By Peter Armaly
Let’s get it out there right away. Self-serve is an effective, cost-saving strategy for software vendors. While some critics see the move to self-serve as a cynical attempt to offload costs (time, expense) to customers. But there’s also a huge benefit to customers – if done correctly. Self-serve can allow customers to access training and get answers when they need it.
There’s a precedent for this. For example, think back to the 1970s and 1980s when corporations offloaded all the clerical work formerly performed by legions of administrative personnel onto the workloads of pretty much everyone left after the cuts. It was essentially self-serve enabled by advances in technology. And while workers reacted negatively to losing secretarial assistance for report generation and letter-writing, the adoption of new office productivity technologies that accelerated in the ensuing years validated the decision to expect employees to assume more responsibility. It took time but eventually, we all became expert email and excel users.

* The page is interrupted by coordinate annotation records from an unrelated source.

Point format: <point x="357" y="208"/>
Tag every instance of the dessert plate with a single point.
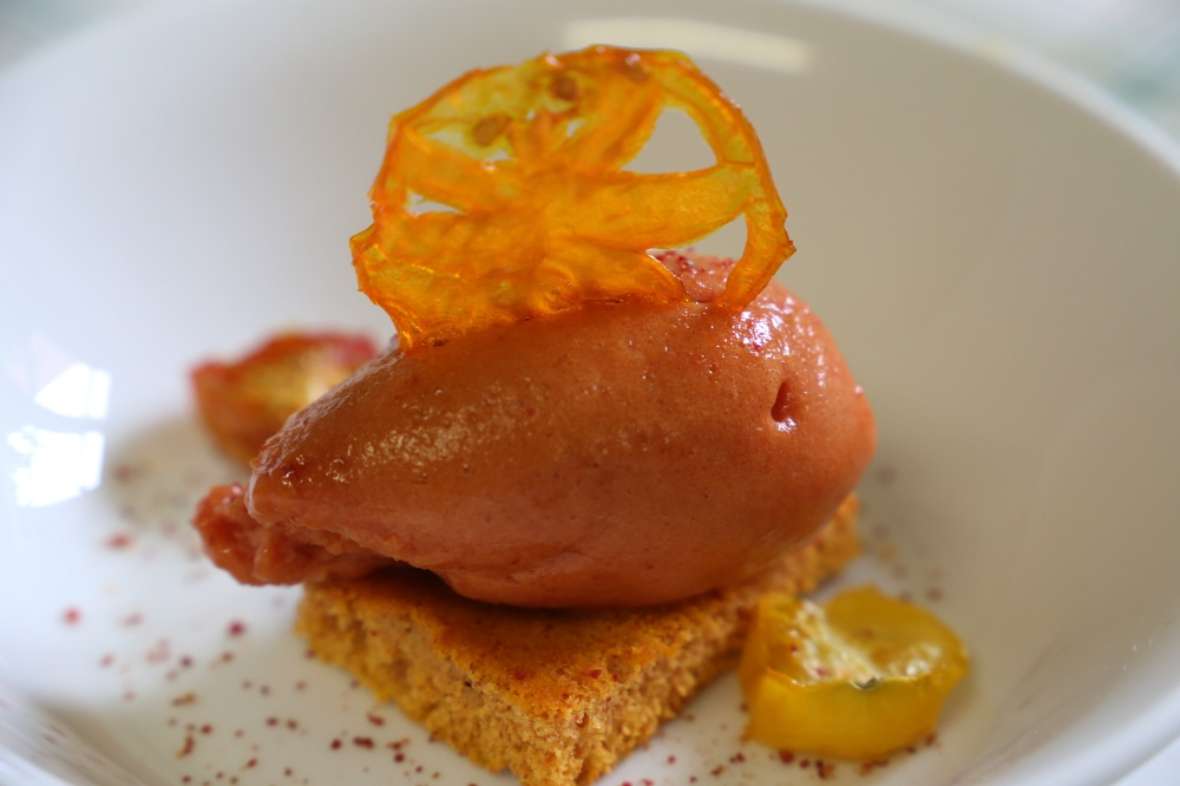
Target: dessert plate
<point x="994" y="246"/>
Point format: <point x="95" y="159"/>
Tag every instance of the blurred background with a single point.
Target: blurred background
<point x="1129" y="47"/>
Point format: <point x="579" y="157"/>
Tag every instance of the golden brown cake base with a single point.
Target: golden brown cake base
<point x="557" y="696"/>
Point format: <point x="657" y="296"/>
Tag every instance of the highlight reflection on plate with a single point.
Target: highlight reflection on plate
<point x="997" y="262"/>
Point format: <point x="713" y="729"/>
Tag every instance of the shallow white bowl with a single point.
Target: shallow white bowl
<point x="995" y="247"/>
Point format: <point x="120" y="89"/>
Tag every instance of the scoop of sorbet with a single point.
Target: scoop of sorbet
<point x="620" y="454"/>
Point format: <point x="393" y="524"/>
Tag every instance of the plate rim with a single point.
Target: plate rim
<point x="1126" y="748"/>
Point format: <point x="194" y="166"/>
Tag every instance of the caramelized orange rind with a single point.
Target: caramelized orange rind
<point x="536" y="213"/>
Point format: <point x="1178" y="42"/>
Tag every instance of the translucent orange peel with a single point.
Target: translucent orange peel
<point x="537" y="214"/>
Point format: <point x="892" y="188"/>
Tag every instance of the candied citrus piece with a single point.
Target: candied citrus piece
<point x="537" y="213"/>
<point x="244" y="401"/>
<point x="857" y="679"/>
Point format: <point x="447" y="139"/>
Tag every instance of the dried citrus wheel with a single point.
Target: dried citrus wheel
<point x="244" y="401"/>
<point x="537" y="213"/>
<point x="857" y="679"/>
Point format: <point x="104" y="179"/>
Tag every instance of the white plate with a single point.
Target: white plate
<point x="995" y="247"/>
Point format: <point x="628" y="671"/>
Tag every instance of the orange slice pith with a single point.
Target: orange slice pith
<point x="539" y="215"/>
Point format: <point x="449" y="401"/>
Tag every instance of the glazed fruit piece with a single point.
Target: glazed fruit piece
<point x="244" y="401"/>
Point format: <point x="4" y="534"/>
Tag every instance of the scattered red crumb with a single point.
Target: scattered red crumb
<point x="184" y="699"/>
<point x="118" y="542"/>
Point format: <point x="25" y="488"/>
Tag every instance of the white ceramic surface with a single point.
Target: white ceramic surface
<point x="998" y="262"/>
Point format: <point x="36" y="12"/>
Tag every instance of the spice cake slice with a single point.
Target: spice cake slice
<point x="556" y="696"/>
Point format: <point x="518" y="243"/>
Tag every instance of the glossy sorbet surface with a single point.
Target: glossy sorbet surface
<point x="613" y="456"/>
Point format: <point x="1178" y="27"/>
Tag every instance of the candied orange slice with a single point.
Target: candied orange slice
<point x="537" y="214"/>
<point x="242" y="403"/>
<point x="858" y="679"/>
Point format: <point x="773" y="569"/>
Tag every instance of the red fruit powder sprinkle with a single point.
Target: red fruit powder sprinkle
<point x="118" y="542"/>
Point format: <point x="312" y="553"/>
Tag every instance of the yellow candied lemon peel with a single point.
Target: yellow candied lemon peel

Similarly, the mathematical cost calculation for providing a self-serve portal to customers is so clear it’s exhausting to imagine disputing the strategy. The industry has moved definitively in that direction. And in case it isn’t obvious, Technology Services Industry Association (TSIA) in its recent Technology Services Heatmap produced a table showing the adoption of 42 technologies employed in the post-sales world of enterprise software. Self-serve is one of only four technologies deployed in more than 75% of enterprise companies.
Peak self-serve? Perhaps but don’t be fooled into thinking the bargain is all in favor of companies. Customers enjoy significant benefits too, as highlighted in this article in the Harvard Business Review. It offers them convenience and speed and in this age of choice those attributes can help address imbalances presented by the eternal yin and yang of SaaS, retention, and churn. Both customers and vendors benefit from self-serve because it places the concept of customer value front and center. Vendors commit to providing what customers need and customers commit to doing many things for themselves as long as they continue to receive, through the portal, what they need.
Upon deeper consideration, this matter of evaluating self-serve through the lens of customer value is actually the more important factor of the self-serve equation and smart companies recognize this. They recognize that they need to invest in a comprehensive strategy that forces them to carefully tend to their side of the equation. If they hope to maintain the ROI of the technology, links will need to always work, documentation will need to be current, relevant, and acutely accurate, and interactive features will need to be, well, interactive. Furthermore, smart companies are using self-serve to better understand their customers through the ability to measure engagement and interaction and, in return, they use the knowledge gained to turn around and more personally nurture their relationships with customers.
Self-serve is a critical, and modern, customer-enabling strategy and it constitutes a major plank in the platform of our new service model announced on May 7.
In the end, smart companies know that the question of helping customers achieve their expected business outcomes isn’t really about what those customers want. Smart companies know the more relevant question revolves around what customers need and to answer that, self-serve removes a lot of the guesswork by opening a window and letting the customers in.